If I understand correctly, paraconsistent arithmetics divide arithmetical sentences into three categories: pure truths (provable and not disprovable), pure falsehoods (disprovable and not provable), and "Liar sentences" (both provable and disprovable). Gödel sentences come out as Liars, but at least in some arithmetics so do simple statements about very large numbers (what is "large" depends on a particular version). For instance, there might be a number $n$ that satifies both $n=n+1$ and $n\neq n+1$, and there is the smallest among them! But for smaller numbers they agree with Peano on everything. Is the trick that even if we prove a sentence we may not be able to tell if it is a pure truth or a Liar?

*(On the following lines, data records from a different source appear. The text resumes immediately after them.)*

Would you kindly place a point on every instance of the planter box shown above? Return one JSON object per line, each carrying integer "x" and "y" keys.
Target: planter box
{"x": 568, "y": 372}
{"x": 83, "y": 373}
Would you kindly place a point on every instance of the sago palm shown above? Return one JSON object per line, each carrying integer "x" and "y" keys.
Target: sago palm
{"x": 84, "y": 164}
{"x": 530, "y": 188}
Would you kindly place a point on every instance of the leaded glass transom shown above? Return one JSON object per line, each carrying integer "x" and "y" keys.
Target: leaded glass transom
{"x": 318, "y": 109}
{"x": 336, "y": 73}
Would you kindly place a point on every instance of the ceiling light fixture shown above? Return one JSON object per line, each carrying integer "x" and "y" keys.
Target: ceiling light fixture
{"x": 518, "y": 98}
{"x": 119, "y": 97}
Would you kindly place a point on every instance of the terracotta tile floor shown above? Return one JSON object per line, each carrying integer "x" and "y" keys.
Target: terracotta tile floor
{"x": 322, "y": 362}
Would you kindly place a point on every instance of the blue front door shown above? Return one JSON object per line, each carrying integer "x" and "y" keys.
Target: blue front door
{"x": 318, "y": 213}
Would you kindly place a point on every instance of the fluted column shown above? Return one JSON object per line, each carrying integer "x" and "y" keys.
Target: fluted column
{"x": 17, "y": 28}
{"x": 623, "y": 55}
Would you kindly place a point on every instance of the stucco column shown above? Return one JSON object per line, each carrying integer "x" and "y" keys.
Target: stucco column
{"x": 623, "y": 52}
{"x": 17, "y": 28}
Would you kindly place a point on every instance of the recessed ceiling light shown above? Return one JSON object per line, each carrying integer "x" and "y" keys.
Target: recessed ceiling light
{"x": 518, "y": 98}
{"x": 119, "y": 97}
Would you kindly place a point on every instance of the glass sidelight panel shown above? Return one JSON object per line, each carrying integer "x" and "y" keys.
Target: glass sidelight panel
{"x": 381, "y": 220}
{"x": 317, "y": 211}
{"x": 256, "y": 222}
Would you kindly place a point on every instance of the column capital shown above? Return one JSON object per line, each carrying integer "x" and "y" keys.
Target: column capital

Are there "Peano complete" paraconsistent arithmetics, where every theorem of Peano arithmetic is a pure truth? Is it possible to have an arithmetic where the entire trichotomy is decidable, i.e. there is a procedure that decides whether a sentence is a pure truth, a pure falsehood or a Liar. I guess this would be a formalization of "completeness modulo Gödel sentences" but it sounds too good to be true. Can Gödel's argument be modified to show that there can be no such thing?
We use definition from the question:
to answer the question
For every formula $\phi$, the longer formula $E_\phi \equiv \lnot (\phi \land \lnot \phi)$ is a theorem of PA. In any inconsistent system, there is at least one $\phi$ such that $E_\phi$ is disprovable. Therefore, it is not possible for an inconsistent theorem to prove every theorem of PA while not disproving any theorem of PA.
Thus any paraconsistent system in which every theorem of PA is a pure truth must actually be consistent.